En agosto –según el Instituto Nacional Penitenciario (INPE)–, la población carcelaria de nuestro país habría llegado a la cifra récord de 71 mil internos, casi suficientes para llenar dos veces el Estadio Nacional. Considerando que los 67 penales de nuestro país pueden albergar como máximo 31 mil presos, no es exagerado sostener que, con una sobrepoblación carcelaria de 124%, nos encontramos en una situación crítica. Y eso si la cifra no es mayor: la Federación Iberoamericana de Ombudsman (FIO) –que reúne a 20 defensorías, procuradurías y comisiones de derechos humanos de la región– calcula que nuestra sobrepoblación es de 219%.
Lo que estos números reflejan es una realidad en la que una enorme cantidad de presos tiene que dormir en los pasillos o pagar dinero para compartir una cama. Este hacinamiento, además, agrava los pésimos servicios básicos que existen en nuestros penales en lo que toca a la alimentación, la salud, la salubridad y la seguridad. Lo que explica, por ejemplo, que en el 2012 el INPE informara que más de 1.200 presos del país tenían tuberculosis. O que, solo por mencionar un caso más, luego de una evaluación médica hecha el año pasado en el penal de Huamancaca, más del 50% de presos tenían enfermedades respiratorias, como bronquitis y neumonía. Se comprende así que –como bien ha resaltado un informe del año pasado por la mencionada FIO– en los penales de nuestro país se violen diariamente los derechos humanos de los internos. Para decirlo de otra manera: solo el nivel de hacinamiento que existe en ellos ya hace que nuestros penales sean en sí una violación de los derechos humanos.
La sobrepoblación carcelaria, además de perjudicar las condiciones de vida de los reos, implica por otro lado un peligro para todos los ciudadanos, pues dificulta el control de los internos. Esto no solo incide en un mayor riesgo de fuga, sino también en la tasa de delitos cometidos desde los penales. El año pasado, la policía daba cuenta de que el 95% de las llamadas de extorsión que se hacen en nuestro país sale de las propias cárceles. A esto se le suma que muchas de las principales mafias de secuestradores, ladrones, sicarios y narcotraficantes operan hoy en día desde las prisiones.
Al menos hasta que no tengamos una reforma integral de la burocracia de nuestro país (a la manera de la planteada por el sistema de la Ley Servir), el camino para solucionar la problemática de nuestros penales no parece encontrarse en el Estado. Ciertamente, la velocidad con la que el INPE ha construido más penales en los últimos años no es un buen augurio.

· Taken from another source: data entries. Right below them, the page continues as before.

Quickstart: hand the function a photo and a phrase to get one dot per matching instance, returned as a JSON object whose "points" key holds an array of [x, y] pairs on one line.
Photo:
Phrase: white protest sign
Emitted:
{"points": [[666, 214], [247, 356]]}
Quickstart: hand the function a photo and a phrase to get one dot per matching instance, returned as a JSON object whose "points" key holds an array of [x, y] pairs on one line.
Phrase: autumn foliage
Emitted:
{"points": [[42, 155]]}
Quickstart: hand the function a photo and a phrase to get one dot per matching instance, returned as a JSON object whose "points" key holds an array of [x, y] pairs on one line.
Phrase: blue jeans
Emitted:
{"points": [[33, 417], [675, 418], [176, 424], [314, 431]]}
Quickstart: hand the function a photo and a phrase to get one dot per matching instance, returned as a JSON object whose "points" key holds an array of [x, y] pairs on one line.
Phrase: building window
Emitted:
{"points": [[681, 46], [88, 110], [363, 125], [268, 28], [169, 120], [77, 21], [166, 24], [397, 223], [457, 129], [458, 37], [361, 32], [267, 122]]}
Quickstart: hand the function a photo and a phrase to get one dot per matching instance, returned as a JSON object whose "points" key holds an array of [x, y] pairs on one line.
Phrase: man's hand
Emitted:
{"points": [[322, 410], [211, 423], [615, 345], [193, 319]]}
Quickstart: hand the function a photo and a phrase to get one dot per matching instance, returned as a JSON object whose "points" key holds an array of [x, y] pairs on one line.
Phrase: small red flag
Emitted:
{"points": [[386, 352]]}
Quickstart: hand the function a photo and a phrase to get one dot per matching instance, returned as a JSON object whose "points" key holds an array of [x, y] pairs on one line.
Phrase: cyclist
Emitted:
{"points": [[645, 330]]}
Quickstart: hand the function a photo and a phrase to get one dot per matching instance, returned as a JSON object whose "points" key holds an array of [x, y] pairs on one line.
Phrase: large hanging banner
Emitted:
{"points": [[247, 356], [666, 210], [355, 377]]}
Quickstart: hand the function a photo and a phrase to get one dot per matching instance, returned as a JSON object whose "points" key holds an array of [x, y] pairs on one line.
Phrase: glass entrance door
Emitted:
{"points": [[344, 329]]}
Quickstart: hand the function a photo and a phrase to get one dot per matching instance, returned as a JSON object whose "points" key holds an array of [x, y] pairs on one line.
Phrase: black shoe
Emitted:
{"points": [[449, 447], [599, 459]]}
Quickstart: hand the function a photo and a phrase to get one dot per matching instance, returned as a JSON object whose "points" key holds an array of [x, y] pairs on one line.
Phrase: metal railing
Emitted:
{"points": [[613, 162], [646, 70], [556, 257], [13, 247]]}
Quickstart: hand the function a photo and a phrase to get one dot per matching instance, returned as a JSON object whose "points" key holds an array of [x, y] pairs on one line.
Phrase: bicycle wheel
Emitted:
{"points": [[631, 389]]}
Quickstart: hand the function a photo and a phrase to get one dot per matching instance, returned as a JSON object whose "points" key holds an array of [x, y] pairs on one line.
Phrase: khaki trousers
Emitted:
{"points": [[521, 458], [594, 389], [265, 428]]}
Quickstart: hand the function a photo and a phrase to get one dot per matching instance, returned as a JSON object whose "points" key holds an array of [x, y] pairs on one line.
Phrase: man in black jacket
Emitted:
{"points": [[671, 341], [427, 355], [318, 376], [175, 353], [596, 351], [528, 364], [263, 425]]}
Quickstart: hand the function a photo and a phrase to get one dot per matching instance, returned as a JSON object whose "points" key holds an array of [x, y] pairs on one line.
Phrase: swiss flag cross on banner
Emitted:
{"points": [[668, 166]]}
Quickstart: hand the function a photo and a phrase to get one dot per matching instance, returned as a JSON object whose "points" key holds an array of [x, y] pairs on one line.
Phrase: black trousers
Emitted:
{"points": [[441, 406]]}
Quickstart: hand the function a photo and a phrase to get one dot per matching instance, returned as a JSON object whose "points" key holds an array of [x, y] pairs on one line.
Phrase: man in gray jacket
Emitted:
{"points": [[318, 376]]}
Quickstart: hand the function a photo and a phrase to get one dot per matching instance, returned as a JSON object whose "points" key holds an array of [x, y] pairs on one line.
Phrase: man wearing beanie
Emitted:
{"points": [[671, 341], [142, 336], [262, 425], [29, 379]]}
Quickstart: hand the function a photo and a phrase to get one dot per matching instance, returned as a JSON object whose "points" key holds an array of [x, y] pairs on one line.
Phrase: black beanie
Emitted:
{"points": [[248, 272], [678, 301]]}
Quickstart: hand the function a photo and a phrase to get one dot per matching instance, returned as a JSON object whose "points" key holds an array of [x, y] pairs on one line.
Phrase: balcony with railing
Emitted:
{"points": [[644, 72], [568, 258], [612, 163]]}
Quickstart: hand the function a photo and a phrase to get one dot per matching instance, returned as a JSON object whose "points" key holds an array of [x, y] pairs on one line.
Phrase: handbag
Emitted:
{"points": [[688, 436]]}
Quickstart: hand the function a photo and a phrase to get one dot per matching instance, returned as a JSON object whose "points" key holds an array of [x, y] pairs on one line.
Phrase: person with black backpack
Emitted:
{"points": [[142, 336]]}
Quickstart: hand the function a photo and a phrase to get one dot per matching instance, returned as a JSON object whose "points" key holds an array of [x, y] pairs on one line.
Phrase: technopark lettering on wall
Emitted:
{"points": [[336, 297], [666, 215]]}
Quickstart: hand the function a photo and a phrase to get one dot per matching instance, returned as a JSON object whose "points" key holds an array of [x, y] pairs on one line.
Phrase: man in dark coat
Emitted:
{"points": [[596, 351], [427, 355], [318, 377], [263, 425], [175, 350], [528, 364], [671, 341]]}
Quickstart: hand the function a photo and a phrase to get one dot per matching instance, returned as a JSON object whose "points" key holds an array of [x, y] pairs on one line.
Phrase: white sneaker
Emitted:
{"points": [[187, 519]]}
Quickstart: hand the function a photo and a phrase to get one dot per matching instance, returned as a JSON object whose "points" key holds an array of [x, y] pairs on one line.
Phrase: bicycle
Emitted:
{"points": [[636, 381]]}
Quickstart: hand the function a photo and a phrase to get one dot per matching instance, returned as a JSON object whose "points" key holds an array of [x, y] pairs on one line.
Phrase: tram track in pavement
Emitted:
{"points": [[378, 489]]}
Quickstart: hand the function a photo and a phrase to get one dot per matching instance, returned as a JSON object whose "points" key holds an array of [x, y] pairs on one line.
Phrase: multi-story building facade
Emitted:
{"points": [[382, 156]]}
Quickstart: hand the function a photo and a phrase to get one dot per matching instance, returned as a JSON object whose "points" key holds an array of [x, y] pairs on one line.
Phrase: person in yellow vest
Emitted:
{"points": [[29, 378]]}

Hay que considerar para nuestras penitenciarías lo que este gobierno hace –revolucionariamente– en el sector Salud: que los privados se encarguen de la construcción, mantenimiento y gestión de las prisiones (incluidos los servicios penitenciarios) implicaría que las empresas que ganen las licitaciones tengan que cumplir altos estándares de calidad que le imponga el Estado o pagar las penalidades correspondientes, pudiendo incluso perder sus contratos. La labor del INPE se reduciría a vigilar que las empresas cumplan bien los hitos y estándares a los que se obligarían en sus contratos con el Estado.
Este esquema no es nuevo, y funciona ya de manera exitosa en varios países. Tomemos el ejemplo de Estados Unidos. En los noventa, diez años después de que se inició la “privatización” de penales, el 50% de las cárceles privadas tenía ya una acreditación independiente que certificaba buenos niveles de seguridad y trato a los internos, acreditación que solo había recibido el 10% de las cárceles estatales. Además, al 2012, las cárceles privadas registraban la mitad de denuncias de violaciones de derechos humanos de los internos que las públicas, y la principal concesionaria privada contaba con una tasa de escapes diez veces menor que la del promedio estatal.
Es cierto que algunos detractores del modelo sostienen que aplicarlo en nuestro país implicaría un mayor gasto para el gobierno. Sin embargo, esto no toma en cuenta los altísimos costos que significa para la sociedad tener un sistema penitenciario que condena a la sociedad a albergar en sus prisiones una gran fuente de inseguridad general y a los presos a una tortura diaria, sin que haya en nuestros penales más posibilidades de “rehabilitación” que las que ofrecen la heroica y constante labor de algunos representantes de diferentes iglesias.